ÖNSÖz materyalizm ve onun iran'daki Hİleleri



Yüklə 456,54 Kb.
səhifə10/17
tarix17.01.2019
ölçüsü456,54 Kb.
#99632
1   ...   6   7   8   9   10   11   12   13   ...   17

EZELİ İRADE MESELESİ


Bu tenkit, önceki tenkitten daha da zayıftır. Çok ilginç! Mutlak ezeli iradenin, bütün yaratıkları, bir anda yaratması gerektiği sanılmış. Büyük bir yanılgı... Mutlak iradenin gereği; her şeyin hiçbir engel olmaksızın, onun istediği şekilde varolması onun iradesi ile irade olunan şey arasında hiçbir şeyin engel olmamasıdır; yoksa irade olunan şeyin âniden varolması, yani âni varlık olması değil...

Bizim irade ve isteğimiz zayıf olduğundan herhangi bir şeyi irade ettiğimizde, irademiz dışında olan neden ve vesilelere de baş vurmamız gerekir. Gereklerini yerine getirmedikçe yalnız istememiz, bir şeyi halletmeye yetmez. Yine mevcut olan bir takım engelleri de ortadan kaldırmamız gerekir. Çünkü o engeller varolduğu sürece, yalnızca istememiz, yine bir işe yaramayacaktır.

Hakk'ın iradesi her şeyden üstün olduğundan neden, vesile ve engeller de onun irade ve yaratmasının ürünüdür. Bu yüzden O'nun iradesinin hakim olduğu rütbede, o irade karşısında şart, neden engel ve vesile diye bir şey söz konusu olamaz. Bütün bu şart, neden engel ve vesileler, O'nun iradesi altında olup O'nun iradesine bağlıdırlar. O halde O’nun irade ettiği şey hiçbir duraksamaya uğramaksızın O nun istediği şekilde gerçekleşir.

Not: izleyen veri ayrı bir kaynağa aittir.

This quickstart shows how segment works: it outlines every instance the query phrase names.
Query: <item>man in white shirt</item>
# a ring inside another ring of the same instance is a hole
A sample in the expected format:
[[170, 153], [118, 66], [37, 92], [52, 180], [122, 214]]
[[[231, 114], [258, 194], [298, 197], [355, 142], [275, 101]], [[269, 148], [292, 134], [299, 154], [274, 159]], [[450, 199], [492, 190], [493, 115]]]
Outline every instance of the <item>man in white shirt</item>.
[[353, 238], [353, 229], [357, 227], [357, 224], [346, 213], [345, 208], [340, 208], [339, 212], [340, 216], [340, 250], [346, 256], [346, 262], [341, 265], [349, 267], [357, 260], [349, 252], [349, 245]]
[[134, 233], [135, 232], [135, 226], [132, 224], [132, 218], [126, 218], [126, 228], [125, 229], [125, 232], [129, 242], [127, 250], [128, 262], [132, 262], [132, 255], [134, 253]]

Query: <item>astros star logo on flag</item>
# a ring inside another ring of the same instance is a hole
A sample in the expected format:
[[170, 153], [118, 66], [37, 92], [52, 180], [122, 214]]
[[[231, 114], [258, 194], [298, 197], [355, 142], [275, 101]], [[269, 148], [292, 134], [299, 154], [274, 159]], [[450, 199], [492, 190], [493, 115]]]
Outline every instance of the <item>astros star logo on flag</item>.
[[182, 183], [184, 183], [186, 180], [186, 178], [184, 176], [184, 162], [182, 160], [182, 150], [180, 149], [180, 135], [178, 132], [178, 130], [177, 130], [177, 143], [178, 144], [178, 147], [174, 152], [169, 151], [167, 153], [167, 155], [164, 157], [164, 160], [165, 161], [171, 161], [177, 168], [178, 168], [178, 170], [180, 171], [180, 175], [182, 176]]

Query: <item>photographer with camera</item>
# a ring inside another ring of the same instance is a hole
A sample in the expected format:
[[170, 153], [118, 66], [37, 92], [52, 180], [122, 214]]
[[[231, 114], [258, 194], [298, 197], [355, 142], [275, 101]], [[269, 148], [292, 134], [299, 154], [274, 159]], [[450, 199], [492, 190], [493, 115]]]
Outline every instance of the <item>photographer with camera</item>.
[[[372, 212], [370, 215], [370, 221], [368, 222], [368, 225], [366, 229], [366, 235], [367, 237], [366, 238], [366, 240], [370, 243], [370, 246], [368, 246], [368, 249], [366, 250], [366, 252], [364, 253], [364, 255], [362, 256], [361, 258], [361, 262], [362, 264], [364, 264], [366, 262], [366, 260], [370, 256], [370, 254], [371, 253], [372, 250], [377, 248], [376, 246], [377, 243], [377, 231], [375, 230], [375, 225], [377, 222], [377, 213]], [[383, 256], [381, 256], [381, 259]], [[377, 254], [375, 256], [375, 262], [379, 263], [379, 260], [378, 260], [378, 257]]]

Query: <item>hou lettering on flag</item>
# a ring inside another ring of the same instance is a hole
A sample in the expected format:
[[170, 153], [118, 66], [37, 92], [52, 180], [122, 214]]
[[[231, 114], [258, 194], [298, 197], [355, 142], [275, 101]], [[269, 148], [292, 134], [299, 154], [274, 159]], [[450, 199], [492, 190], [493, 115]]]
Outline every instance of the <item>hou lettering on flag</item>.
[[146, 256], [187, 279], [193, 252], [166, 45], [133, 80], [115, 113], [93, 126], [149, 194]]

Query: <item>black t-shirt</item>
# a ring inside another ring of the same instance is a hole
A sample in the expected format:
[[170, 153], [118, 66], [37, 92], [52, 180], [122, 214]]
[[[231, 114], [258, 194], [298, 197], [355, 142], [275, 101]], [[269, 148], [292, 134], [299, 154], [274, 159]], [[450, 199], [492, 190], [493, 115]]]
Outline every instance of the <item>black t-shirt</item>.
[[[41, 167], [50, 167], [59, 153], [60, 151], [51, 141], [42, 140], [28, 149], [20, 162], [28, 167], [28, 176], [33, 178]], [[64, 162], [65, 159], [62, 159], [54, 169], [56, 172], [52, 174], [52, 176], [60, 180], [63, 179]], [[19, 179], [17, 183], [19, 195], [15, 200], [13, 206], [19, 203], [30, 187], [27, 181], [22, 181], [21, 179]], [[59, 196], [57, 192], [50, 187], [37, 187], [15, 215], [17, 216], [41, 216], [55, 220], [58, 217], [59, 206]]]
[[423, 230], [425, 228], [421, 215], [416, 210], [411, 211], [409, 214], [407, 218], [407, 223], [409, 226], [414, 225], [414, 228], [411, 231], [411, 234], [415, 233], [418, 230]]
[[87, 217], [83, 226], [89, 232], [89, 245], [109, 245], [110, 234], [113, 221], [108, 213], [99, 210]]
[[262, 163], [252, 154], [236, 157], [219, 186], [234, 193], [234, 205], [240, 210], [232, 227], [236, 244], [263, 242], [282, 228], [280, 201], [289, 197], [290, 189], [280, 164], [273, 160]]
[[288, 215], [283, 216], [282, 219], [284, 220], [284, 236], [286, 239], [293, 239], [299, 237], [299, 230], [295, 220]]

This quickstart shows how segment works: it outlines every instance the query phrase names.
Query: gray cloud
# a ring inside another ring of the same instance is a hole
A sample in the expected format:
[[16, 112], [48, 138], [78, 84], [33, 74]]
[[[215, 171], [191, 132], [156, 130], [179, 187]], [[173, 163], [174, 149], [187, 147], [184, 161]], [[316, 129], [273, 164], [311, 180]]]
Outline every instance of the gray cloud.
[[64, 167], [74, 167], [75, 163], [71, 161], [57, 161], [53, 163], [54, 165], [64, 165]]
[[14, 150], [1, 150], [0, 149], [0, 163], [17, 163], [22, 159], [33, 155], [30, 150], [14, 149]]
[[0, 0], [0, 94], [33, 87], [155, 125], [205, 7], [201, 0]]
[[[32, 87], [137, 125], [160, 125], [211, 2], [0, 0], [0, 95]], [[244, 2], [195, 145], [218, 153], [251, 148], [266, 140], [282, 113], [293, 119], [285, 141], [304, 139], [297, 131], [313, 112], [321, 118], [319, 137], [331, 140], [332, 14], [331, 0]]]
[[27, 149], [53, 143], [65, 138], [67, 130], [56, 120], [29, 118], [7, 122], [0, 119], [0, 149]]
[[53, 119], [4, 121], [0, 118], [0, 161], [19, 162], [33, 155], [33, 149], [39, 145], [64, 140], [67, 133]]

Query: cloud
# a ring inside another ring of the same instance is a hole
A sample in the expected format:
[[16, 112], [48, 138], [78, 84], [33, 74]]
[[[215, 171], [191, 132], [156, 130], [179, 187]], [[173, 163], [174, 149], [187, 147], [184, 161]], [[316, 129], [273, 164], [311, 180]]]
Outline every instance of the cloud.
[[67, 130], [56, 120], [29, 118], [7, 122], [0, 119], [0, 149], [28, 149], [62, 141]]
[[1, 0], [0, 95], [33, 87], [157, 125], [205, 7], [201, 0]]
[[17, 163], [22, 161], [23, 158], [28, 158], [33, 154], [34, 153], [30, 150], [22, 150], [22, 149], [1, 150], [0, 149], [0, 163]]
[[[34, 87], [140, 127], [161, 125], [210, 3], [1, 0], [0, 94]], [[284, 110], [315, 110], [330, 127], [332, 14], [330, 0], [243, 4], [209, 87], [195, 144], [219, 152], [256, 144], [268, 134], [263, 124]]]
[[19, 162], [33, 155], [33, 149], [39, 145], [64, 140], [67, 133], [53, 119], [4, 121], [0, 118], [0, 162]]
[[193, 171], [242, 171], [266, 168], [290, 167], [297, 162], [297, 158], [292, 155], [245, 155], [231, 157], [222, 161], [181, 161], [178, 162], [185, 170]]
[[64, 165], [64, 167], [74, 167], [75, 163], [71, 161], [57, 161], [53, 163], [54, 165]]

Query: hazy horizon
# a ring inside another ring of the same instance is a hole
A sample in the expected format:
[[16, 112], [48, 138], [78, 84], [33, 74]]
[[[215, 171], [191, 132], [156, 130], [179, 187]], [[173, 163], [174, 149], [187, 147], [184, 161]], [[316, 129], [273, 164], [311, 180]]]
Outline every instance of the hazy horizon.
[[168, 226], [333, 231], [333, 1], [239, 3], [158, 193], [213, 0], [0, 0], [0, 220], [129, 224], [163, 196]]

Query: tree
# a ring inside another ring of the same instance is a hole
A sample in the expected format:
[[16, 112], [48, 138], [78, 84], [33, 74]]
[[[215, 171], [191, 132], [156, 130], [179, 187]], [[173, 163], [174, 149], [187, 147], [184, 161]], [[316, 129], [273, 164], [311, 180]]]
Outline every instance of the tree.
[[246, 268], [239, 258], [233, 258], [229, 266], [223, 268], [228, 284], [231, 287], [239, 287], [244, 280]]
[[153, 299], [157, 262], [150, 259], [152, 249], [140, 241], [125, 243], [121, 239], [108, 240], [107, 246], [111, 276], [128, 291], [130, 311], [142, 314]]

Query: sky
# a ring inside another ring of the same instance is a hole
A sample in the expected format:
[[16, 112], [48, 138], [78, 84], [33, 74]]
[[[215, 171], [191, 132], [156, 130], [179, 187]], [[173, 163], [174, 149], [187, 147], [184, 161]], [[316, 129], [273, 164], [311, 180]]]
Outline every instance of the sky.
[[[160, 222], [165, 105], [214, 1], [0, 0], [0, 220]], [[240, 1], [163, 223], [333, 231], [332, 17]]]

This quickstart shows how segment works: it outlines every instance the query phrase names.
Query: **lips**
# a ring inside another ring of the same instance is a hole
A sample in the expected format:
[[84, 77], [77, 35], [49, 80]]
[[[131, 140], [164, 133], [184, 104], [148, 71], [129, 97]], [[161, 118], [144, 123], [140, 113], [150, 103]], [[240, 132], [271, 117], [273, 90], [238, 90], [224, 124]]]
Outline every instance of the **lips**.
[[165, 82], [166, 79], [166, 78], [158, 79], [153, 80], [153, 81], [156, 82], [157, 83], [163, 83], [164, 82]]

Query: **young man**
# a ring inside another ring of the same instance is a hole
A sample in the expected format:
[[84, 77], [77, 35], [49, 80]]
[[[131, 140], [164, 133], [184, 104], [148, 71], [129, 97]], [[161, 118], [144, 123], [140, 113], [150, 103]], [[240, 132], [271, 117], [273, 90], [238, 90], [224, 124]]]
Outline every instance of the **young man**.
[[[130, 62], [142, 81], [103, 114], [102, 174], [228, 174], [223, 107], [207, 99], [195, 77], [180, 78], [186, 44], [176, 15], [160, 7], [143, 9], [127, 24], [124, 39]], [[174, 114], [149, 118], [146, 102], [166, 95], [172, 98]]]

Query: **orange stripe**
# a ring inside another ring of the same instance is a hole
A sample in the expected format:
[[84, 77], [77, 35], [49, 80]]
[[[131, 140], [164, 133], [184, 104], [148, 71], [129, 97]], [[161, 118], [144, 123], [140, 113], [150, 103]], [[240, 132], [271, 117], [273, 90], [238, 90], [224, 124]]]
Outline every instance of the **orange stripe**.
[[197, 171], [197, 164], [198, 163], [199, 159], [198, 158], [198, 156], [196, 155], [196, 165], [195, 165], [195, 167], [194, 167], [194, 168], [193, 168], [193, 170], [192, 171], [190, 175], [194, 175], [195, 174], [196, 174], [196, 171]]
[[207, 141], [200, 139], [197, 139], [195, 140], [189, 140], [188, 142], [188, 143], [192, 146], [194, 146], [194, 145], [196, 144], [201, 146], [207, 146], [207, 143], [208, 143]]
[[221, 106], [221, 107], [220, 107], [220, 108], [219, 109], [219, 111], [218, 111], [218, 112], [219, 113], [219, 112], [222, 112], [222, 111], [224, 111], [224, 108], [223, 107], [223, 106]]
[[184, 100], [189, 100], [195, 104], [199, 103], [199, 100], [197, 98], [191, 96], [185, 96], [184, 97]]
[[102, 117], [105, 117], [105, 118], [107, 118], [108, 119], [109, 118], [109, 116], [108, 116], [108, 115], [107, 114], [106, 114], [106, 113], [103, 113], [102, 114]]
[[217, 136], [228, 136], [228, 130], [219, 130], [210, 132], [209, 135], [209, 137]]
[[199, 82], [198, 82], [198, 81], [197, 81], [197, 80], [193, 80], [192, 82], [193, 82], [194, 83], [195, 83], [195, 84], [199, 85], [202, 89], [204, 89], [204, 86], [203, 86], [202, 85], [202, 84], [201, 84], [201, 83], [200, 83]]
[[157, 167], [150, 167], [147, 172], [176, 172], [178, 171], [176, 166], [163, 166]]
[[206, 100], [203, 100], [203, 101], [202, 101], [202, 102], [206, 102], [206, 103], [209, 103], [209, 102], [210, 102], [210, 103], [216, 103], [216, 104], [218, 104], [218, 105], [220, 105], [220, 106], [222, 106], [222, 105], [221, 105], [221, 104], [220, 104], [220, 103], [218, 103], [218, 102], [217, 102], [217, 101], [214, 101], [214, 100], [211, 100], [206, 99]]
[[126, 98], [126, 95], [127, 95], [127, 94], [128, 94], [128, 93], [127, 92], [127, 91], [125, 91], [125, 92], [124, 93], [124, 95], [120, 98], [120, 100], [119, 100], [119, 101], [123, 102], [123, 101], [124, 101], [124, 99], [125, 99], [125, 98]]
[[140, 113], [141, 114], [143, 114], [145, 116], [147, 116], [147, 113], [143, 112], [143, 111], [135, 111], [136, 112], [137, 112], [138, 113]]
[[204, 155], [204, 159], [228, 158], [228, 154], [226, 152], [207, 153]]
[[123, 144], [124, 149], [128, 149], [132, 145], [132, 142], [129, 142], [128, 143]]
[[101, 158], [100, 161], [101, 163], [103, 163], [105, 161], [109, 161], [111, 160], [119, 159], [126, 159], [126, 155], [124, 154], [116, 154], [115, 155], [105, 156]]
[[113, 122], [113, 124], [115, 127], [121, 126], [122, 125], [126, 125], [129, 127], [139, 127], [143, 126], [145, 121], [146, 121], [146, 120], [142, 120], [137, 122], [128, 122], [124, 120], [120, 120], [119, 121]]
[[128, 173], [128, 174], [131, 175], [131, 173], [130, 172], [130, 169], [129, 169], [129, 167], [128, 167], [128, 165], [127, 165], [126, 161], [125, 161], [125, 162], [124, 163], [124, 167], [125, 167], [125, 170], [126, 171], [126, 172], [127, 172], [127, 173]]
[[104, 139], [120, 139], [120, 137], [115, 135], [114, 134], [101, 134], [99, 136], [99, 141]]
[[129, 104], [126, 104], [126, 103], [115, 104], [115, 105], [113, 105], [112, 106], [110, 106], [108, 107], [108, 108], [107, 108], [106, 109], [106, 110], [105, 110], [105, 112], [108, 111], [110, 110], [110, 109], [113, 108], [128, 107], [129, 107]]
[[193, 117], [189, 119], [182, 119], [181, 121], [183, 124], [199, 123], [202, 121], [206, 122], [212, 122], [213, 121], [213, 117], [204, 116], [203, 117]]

Eğer her hangi bir şeyin var oluşu, bir takım şartlara bağlıysa o şey, kendisi açısından bazı şartlara bağlıdır" denmesi doğrudur. Ama "ilahi irade açısından bir takım şartlara bağlıdır" demek yanlış olur. Yani ilahi iradenin geçerliği herhangi bir şeyle şartlanmış değildir. Belki Allah-u Teâlâ o şeyi, o şartla birlikte irade etmiştir. O da, hiç duraksamaya uğramaksızın, istendiği şekilde var olmuştur. O halde ilahi iradenin mutlak oluşu, irade edilen her şeyin, irade edildiği şekilde gerçekleşip ayniyet kazanması, irade dışında bir şeye bağımlı olmaksızın meydana, gelmesidir. Eğer mutlak irade, bir şeyin oluşunu âni olarak isterse, o şey âni olarak var olacaktır. Eğer bir şeyin, oluşumunun aşamalı olarak olmasını irade ederse, o aşamalı olarak oluşacaktır. Bu, o şeyin varlığının nasıllığına ve Yaratıcının onu irade etme şekline bağlı olacaktır. Eğer ilahi irade kendi hikmeti gereği, varlıkların, milyonlarca yıllık süre içerisinde oluşmasını murat etmişse, varlıklar bu iradenin dışına çıkamayarak bu şekilde oluşmuşlardır. O halde "mutlak irade gereği her şeyin âni olarak olması gerekir" sözü temelden yanlıştır. Mutlak irade gereği her şey, irade olunan biçimde hiçbir engel ve duraksamaya uğramadan meydana gelir.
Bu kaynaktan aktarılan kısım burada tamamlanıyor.